Preparation & Dosage

- **Isolated Alkaloid (Research Grade)**: Used in preclinical studies at concentrations from sub-micromolar to 10 mg/mL in vitro; no human equivalent dose established.
- **Tinospora cordifolia Aqueous Extract (Traditional Kwath/Decoction)**: Dried stem 1–3 g boiled in water, filtered, and consumed; MGN is one of multiple alkaloids present but not standardized to specific MGN content.
- **Tinospora cordifolia Standardized Extract (Supplement Form)**: Commercially available as capsules/tablets standardized to total alkaloids (typically 5–10% alkaloid content); MGN fraction unquantified in most products.
- **Sinomenii Caulis (Traditional Chinese Preparation)**: Decocted stem 6–12 g per day in TCM formulations for rheumatic conditions; MGN co-occurs with sinomenine and other alkaloids.
- **No Established Therapeutic Dose**: No regulatory body or clinical guideline has established a specific magnoflorine dose for any indication; supplementation as an isolated compound is not commercially standardized.
- **Timing Notes**: Preclinical anti-inflammatory studies suggest activity within hours of administration in animal models; human pharmacokinetic timing is entirely unknown.

Synergy & Pairings

Within Tinospora cordifolia extracts, magnoflorine co-occurs with berberine and palmatine — isoquinoline alkaloids that share overlapping NF-κB and AMPK modulatory activity — suggesting additive or synergistic immunomodulatory and antidiabetic effects through complementary molecular targets that may be lost when MGN is isolated.
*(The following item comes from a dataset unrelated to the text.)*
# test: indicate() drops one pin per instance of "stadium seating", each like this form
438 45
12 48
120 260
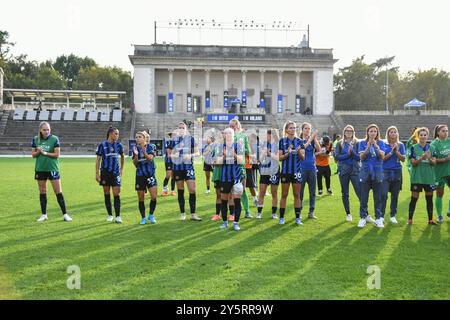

In Traditional Chinese Medicine, Sinomenium acutum is routinely combined with anti-rheumatic herbs such as Clematis chinensis and Gentiana macrophylla, which may enhance anti-inflammatory synergy through combined cyclooxygenase inhibition and cytokine suppression across distinct signaling nodes. Antioxidant co-factors such as vitamin C or quercetin could theoretically stabilize MGN's radical-scavenging activity and protect it from oxidative degradation in the gut, but no experimental data currently confirm this interaction in vivo.

Safety & Interactions

Magnoflorine demonstrated no cytotoxicity in RAW 264.7 macrophage cultures across tested concentrations, and preclinical animal studies have not reported acute organ toxicity, suggesting a potentially acceptable short-term safety profile at low doses, though systematic toxicological characterization (LD50, repeat-dose toxicity, genotoxicity) has not been fully published in accessible literature. No specific drug interaction studies have been conducted for isolated magnoflorine; however, its capacity to modulate NF-κB, COX-2, and TLR4 pathways raises theoretical concern for pharmacodynamic interactions with immunosuppressants, NSAIDs, corticosteroids, and chemotherapeutic agents. As a quaternary alkaloid from plants that inhibit cytochrome P450 enzymes, particularly CYP3A4 (relevant for Tinospora cordifolia broadly), pharmacokinetic interactions with drugs metabolized by these enzymes cannot be excluded without dedicated study. No data exist regarding safety in pregnancy, lactation, pediatric populations, or individuals with renal or hepatic impairment, and supplementation with isolated MGN outside of controlled research settings is not recommended given the complete absence of human safety trials.